Ahí están, muy cerca de nosotros, se esconden en trajes oscuros de moda que cierran con tres botones de plástico, guardando una billetera y en su interior las credenciales de los sueños comprados que ahora se llaman tarjetas de crédito.

Tienen por dentro un cuerpo cuidado en su apariencia que se mueve al paso firme y decidido del ejecutivo agresivo y ambicioso, legitimado por una carrera universitaria, elegida con el propósito de ser explotada por encima de todo.

Están investidos con las credenciales de un master adquirido en cualquier escuela de negocios, en las que previsibles profesores han desvelado, sin proponérselo, un mundo irreal de los negocios en el que sólo sobreviven los más fuertes.

Su vida laboral comienza sin tiempo para analizar sus vivencias porque están demasiado ocupados haciendo cosas en su obsesión por escalar peldaños. Sus objetivos son como piezas de caza que deben abatirse y en su obstinación por eliminar a supuestos competidores externos acaban encontrándolos dentro de su propia empresa.

Algunos llegan a prosperar porque mal aprendieron a usar cualquier manipulación de personas o medios para llegar a sus propósitos triunfales y en esta guerra que se han construido contra todos, sólo vale facturar a cualquier precio.

Tienen su hábitat en bufetes, consultorías de prestigio y grandes empresas, especialmente aquéllas que no practican más religión que las cifras y no poseen otra fortuna que su cuenta bancaria, aunque disfracen sus discursos con mágicas palabras con sabor a ética, cultura o credibilidad.

No tienen amigos sino cómplices, aunque saben utilizar a compañeros para sus propósitos y aunque parezca que persiguen el dinero como máxima justificación de sus delirios, en realidad buscan el poder que se esconde detrás del supuesto éxito.

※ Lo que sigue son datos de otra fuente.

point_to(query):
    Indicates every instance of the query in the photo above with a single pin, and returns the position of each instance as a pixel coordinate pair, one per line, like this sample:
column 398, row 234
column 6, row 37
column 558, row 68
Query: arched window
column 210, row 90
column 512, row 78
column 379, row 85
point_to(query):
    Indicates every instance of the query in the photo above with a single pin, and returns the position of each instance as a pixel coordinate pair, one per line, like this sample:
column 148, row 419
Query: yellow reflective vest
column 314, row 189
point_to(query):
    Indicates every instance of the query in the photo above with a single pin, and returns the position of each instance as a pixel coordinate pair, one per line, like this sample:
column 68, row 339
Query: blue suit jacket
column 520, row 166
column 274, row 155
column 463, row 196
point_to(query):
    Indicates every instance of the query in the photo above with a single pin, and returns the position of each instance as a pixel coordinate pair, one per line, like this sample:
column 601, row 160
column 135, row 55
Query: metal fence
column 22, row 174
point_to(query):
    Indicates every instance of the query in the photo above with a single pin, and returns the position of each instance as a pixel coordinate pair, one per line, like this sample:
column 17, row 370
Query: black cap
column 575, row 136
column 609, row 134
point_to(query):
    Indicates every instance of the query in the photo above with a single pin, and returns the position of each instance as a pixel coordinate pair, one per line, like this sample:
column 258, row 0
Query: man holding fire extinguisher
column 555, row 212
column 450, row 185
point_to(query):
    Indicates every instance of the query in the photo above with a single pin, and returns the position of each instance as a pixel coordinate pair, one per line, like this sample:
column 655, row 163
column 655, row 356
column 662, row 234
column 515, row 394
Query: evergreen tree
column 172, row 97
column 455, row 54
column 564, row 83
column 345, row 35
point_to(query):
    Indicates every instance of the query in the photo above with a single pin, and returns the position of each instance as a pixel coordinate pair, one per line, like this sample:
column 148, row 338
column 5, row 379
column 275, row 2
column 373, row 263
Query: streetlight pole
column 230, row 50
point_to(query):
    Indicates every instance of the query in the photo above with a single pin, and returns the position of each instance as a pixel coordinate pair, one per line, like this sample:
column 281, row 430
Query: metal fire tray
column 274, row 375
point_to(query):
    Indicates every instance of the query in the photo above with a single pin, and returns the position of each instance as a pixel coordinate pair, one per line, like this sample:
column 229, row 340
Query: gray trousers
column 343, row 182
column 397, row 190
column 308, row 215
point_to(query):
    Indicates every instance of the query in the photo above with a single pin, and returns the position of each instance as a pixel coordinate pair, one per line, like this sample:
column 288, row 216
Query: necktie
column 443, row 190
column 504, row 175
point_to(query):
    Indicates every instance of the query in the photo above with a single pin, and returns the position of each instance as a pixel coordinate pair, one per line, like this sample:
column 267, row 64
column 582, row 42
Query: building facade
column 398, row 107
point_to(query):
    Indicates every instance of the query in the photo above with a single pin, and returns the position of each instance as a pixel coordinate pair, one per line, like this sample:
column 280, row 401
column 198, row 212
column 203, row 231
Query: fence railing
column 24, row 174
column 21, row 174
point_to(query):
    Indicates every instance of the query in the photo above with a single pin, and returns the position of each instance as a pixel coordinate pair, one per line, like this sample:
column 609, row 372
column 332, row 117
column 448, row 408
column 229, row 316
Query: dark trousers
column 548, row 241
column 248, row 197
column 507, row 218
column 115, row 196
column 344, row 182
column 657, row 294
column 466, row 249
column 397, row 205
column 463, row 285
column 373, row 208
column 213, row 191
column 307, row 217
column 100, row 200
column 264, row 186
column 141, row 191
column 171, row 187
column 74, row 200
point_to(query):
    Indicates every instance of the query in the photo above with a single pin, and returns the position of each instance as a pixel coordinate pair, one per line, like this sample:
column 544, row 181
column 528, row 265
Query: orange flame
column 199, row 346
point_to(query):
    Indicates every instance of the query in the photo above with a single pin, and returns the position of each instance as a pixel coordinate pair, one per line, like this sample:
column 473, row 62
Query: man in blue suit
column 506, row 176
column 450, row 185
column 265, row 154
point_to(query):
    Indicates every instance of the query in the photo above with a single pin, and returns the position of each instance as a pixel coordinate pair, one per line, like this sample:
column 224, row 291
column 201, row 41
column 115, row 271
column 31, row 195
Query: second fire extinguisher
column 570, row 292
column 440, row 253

Incapaces de mantener una relación natural y auténtica, buscan parejas que puedan complementar sus fines, se dejan querer mientras no se desnuden los pocos principios que heredaron de sus padres y la búsqueda de la perfección les lleva a probarlo todo para intentar soportarse todos los días.

Pero les delata hasta el propio espejo del baño, se sonrojan cuando alguien les sonríe de verdad y aunque esconden tanto su corazón como sus sentimientos, son débiles ante la verdad, pues casi nunca soportan ninguna crítica.

Les mantiene su fama, mucho mejor que sus éxitos y a menudo tienen una pléyade de jóvenes cachorros que, cegados por el color del dinero, esperan aprender de las sobras que les caen por el camino.

Hay que guardarse de estos tontos por ciento que están invadiendo nuestra sociedad en forma de malos periodistas que buscan su sueldo fabricando falsos payasos, de estos ejecutivillos que pululan por las empresas predicando ideas que acaban aislando el talento de los veteranos y malvendiéndolas a multinacionales anónimas.

De los que quieren apoderarse de nuestro bolsillo con continuas y falsas innovaciones con el único propósito de convertirnos en compradores cautivos de su marketing de celofán.

Deberíamos desenmascarar a todos estos manipuladores que, disfrazados de políticos, ejecutivos o charlatanes quieren arrebatarnos a nuestros jóvenes, convirtiéndolos en zombis obsesionados por el consumo, la falta de escrúpulos y el poder del dinero.

Y deberíamos hacerlo mientras podamos evitarlo, ya que el problema no está en saber cuándo se encendió la mecha sino en calcular cuánto tardará en explotar este modelo de sociedad, demasiado absurdo para ser real.